Mit dieser Sammlungsintervention wurde das Kuratieren von Provenienzen als Narrativ für Ausstellungen am Museum Rietberg weiter erprobt. Die Beschäftigung mit einer kritischen Sammlungsgeschichte, die auch politische, sozial- und wirtschaftshistorische Kontexte der Translokation von Objekten thematisiert, ist heute für Museen ein wichtiger Schritt in die Zukunft: Die Auseinandersetzung mit der Geschichte trägt dazu bei, gegenwärtige globale Fragen von Eigentum und Restitution zu verstehen. Historische Gerechtigkeit kann durch das Erzählen von Objektgeschichten, durch die Vermittlung diverser Erinnerungskulturen und transparentes Vermitteln gefördert werden. Hierzu leistete diese Sammlungsintervention einen Beitrag.
Die neunte Station mit dem Titel «Ethnologen als Sammler» befasste sich mit dem damals gestarteten Forschungsprojekt «Objekt – Text – Bild. Verflochtene Wissensproduktion in Hans Himmelhebers Archiv zwischen Kunst Afrikas, Ethnologie und globalem Markt». Dabei wurde die Aufmerksamkeit auf die verschiedenen Tätigkeiten Himmelhebers gelegt, da er sowohl Wissenschaftler und Kunstethnologe als auch Händler und Sammler war.
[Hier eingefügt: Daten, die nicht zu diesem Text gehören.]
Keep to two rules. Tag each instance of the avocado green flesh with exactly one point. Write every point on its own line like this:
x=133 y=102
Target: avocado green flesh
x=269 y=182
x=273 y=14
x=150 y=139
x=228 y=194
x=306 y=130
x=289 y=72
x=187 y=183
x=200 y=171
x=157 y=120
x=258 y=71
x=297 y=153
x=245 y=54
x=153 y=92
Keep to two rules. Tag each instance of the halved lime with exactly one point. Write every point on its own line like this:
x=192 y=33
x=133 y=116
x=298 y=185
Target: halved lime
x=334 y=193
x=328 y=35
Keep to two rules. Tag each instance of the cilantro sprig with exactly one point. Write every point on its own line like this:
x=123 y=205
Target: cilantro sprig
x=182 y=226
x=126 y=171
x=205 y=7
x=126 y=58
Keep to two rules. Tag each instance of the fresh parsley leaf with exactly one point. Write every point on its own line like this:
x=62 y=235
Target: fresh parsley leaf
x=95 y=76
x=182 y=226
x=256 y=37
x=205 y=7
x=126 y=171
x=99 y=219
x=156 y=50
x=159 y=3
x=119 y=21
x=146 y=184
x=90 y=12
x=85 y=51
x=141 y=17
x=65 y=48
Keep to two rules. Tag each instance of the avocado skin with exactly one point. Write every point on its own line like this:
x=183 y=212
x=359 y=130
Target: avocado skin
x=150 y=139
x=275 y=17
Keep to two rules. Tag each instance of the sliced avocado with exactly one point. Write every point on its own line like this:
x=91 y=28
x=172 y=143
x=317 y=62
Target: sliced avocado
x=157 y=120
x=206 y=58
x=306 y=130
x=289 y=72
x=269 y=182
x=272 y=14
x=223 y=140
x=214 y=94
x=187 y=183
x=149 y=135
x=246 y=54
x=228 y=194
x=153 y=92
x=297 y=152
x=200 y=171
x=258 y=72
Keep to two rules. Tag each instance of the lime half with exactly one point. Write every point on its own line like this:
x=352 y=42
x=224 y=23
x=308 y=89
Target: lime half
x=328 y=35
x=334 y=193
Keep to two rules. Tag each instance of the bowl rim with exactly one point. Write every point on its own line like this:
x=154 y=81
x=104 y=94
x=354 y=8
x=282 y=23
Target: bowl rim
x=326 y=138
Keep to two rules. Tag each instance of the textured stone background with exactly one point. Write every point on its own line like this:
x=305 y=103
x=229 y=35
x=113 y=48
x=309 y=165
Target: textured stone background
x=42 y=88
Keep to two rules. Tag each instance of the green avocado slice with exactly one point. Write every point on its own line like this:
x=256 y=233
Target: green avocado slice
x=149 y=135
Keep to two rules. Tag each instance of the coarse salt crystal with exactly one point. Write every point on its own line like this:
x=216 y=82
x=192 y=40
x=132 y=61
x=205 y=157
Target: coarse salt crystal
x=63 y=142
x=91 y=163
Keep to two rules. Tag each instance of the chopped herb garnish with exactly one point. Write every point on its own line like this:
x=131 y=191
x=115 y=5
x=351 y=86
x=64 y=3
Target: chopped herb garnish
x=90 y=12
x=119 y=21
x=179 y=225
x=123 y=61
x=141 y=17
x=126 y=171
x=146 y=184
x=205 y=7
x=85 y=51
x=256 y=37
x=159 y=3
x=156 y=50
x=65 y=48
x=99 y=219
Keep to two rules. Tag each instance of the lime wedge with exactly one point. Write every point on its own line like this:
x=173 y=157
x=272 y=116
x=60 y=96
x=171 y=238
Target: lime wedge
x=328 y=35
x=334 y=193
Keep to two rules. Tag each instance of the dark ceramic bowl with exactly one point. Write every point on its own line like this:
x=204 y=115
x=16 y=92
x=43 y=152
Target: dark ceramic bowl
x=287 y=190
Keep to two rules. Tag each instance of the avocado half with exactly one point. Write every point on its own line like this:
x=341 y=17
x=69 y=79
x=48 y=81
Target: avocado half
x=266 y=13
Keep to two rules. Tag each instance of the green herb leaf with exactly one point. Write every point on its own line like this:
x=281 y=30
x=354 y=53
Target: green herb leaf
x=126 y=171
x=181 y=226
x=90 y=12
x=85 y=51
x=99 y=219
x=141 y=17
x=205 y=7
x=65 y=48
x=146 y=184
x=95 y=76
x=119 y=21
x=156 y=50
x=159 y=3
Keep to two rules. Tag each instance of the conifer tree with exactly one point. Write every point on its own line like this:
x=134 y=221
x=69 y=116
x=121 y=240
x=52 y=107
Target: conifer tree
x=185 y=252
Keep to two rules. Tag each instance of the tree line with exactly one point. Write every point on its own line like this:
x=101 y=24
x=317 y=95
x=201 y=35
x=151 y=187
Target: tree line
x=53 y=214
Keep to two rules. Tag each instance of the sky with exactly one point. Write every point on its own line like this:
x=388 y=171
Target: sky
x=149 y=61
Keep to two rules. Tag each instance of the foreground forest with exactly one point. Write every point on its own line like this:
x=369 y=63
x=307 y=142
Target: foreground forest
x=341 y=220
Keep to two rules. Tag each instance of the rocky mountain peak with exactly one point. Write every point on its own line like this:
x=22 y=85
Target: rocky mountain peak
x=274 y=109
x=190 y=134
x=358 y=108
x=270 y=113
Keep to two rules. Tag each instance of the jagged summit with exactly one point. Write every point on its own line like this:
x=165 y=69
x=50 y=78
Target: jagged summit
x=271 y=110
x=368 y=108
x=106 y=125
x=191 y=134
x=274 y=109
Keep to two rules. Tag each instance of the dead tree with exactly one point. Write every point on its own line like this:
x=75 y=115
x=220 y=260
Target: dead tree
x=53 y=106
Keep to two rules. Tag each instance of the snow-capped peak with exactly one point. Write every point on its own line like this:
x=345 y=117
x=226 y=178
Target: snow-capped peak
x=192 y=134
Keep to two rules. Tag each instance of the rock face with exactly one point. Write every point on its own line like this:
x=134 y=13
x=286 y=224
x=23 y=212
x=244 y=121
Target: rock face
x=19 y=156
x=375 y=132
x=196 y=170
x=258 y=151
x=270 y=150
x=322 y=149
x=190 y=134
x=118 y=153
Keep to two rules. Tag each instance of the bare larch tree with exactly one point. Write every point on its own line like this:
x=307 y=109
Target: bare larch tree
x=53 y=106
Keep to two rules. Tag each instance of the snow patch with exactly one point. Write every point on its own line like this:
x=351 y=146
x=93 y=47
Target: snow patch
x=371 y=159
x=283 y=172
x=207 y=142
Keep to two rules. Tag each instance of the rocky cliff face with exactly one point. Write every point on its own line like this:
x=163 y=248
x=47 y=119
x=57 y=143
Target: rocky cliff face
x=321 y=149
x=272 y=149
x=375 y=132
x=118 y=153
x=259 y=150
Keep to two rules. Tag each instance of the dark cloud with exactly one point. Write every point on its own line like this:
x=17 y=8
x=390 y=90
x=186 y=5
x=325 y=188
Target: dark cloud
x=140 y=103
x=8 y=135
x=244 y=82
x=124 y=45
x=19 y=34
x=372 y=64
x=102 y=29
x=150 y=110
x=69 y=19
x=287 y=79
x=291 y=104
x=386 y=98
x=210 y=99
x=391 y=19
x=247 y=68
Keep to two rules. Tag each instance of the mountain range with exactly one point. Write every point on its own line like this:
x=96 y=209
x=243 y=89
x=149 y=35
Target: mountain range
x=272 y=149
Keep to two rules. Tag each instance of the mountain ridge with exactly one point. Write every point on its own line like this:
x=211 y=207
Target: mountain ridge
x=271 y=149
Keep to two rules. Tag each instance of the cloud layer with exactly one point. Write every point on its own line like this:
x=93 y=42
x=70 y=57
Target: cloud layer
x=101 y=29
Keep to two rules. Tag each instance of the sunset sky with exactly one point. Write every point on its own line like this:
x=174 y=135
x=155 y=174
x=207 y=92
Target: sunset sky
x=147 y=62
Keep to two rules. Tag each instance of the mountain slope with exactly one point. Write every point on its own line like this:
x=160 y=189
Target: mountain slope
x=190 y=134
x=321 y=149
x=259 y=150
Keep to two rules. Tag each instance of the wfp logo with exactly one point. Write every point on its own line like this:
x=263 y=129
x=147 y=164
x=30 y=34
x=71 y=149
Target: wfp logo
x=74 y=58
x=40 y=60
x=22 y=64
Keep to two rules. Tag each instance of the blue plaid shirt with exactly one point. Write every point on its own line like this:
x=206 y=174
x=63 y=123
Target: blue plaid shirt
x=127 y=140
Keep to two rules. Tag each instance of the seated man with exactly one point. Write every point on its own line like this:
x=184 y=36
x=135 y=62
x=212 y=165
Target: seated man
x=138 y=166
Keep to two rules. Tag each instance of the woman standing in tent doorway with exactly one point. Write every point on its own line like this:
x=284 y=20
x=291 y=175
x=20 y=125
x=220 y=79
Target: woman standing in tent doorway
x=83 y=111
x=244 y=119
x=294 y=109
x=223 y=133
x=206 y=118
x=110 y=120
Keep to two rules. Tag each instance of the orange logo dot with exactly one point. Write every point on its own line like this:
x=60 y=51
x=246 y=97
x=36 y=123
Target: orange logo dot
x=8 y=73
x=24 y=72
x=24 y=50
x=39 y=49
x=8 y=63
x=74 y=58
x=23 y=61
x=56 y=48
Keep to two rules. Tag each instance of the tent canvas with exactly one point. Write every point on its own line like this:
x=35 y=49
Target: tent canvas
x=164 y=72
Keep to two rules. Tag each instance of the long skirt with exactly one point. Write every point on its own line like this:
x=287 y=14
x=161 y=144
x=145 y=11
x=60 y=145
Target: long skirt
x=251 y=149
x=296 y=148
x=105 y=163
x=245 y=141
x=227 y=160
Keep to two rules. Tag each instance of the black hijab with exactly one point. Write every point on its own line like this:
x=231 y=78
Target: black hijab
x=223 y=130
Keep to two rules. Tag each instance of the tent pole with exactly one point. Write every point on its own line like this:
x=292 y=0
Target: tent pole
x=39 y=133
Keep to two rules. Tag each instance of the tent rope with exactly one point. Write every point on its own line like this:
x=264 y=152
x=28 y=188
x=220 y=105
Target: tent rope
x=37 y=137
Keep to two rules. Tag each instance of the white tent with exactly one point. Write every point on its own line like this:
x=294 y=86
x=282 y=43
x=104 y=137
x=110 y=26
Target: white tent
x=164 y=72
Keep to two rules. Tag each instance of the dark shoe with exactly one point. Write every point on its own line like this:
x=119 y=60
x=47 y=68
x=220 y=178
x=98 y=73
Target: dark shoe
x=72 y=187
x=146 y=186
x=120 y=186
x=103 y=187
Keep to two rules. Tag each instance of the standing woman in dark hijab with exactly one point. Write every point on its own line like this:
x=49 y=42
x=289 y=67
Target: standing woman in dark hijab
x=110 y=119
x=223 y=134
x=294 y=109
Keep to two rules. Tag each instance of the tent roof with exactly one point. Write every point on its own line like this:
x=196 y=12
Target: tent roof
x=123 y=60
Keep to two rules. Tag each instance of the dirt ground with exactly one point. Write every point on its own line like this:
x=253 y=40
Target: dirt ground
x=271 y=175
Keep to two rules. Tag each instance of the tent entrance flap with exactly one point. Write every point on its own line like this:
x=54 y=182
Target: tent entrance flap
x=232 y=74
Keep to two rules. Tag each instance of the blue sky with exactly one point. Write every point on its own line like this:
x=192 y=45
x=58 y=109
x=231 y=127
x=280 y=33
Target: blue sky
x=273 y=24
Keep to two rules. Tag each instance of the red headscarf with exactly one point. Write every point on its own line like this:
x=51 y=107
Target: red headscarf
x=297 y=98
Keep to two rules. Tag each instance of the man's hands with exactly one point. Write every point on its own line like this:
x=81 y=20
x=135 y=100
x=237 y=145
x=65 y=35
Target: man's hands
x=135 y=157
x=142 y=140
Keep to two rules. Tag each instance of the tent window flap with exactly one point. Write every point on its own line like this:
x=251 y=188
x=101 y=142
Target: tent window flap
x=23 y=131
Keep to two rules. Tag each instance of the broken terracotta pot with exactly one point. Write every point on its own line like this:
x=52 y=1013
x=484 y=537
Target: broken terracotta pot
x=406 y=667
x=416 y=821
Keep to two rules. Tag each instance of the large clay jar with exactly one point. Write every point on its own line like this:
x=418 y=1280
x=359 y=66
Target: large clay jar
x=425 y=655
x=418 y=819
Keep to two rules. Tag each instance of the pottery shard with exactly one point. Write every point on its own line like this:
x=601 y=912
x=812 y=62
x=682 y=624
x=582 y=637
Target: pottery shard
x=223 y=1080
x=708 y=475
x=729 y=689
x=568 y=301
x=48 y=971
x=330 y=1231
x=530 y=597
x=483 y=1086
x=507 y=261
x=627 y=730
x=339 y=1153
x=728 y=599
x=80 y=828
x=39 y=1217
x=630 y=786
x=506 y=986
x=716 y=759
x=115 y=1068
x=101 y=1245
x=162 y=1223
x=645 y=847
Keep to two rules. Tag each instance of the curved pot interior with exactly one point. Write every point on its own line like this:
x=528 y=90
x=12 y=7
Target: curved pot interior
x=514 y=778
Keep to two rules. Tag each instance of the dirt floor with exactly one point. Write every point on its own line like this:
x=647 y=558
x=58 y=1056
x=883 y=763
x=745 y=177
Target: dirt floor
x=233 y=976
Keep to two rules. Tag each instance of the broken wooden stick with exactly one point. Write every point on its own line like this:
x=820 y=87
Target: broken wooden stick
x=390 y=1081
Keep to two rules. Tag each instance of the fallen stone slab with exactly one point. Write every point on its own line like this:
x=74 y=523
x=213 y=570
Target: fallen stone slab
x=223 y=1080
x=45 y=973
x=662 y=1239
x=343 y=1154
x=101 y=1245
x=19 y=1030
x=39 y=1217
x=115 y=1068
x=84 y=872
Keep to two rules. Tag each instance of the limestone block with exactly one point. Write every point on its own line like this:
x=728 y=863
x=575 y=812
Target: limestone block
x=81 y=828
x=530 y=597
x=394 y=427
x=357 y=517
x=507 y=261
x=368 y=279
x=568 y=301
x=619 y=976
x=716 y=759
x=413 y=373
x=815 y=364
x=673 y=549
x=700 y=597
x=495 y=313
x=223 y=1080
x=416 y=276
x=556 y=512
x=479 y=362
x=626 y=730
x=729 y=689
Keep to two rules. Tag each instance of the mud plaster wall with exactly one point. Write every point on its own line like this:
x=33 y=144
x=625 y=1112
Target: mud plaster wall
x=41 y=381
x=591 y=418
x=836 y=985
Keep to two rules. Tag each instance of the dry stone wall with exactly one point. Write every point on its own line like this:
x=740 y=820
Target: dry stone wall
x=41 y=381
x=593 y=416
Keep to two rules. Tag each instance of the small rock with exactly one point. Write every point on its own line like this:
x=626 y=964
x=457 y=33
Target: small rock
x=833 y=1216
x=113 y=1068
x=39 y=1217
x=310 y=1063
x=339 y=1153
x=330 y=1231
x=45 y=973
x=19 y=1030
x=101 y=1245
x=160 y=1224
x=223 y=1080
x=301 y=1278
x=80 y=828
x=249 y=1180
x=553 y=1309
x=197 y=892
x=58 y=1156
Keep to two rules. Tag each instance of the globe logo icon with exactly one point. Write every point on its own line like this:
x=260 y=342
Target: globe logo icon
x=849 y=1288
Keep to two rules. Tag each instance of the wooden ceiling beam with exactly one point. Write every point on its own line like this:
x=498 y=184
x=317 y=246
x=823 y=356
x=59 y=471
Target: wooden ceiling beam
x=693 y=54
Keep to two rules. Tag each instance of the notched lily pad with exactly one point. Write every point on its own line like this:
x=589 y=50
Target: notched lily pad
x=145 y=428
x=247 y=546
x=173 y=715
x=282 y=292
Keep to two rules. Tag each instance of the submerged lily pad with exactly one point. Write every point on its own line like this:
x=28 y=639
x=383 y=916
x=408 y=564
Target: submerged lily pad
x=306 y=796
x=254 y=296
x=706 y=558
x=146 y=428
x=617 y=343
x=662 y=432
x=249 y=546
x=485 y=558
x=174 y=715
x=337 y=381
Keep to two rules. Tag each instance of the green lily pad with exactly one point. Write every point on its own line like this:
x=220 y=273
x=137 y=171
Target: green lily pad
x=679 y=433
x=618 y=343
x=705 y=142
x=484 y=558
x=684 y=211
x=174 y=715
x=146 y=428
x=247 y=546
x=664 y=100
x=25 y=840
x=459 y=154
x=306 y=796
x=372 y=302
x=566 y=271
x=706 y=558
In einer Vitrine präsentierte Archivalien zur fünften Forschungsreise von 1949/50 von Hans und seiner Frau Ulrike Himmelheber gaben Auskunft über Auftraggeber, Ausfuhrbewilligungen und erworbene Objekte. Die Vitrine wurde mit drei grossen Dan-Löffeln bestückt, zwei Webrollenhaltern und mehreren Bronzeobjekten zum Wahrsagen. Himmelhebers Fokus lag nicht nur auf «typischen» Kunstwerken wie Masken, die den im globalen Norden definierten Kanon der Kunst Afrikas repräsentieren. Als Kunstethnologe, Händler und Sammler interessierte er sich auch für andere Objekttypen wie Alltags- und Ritualgegenstände unterschiedlichster Materialien, sowohl als Untersuchungsgegenstand als auch als Verkaufsware.
Mehrere Fotografien kontextualisierten den Erwerb, das Forschen und das Reisen. Dazu kamen das Tagebuch von Ulrike Himmelheber sowie Dokumente zu organisatorischen Belangen der Reise. Drei Aufnahmen präsentierten Himmelhebers grösstes Interesse: die Beobachtung der Bildhauer bei ihrer Arbeit, also ihre Werkverfahren sowie das Erfragen ihrer künstlerischen Vorgehensweise und ihrer Technik.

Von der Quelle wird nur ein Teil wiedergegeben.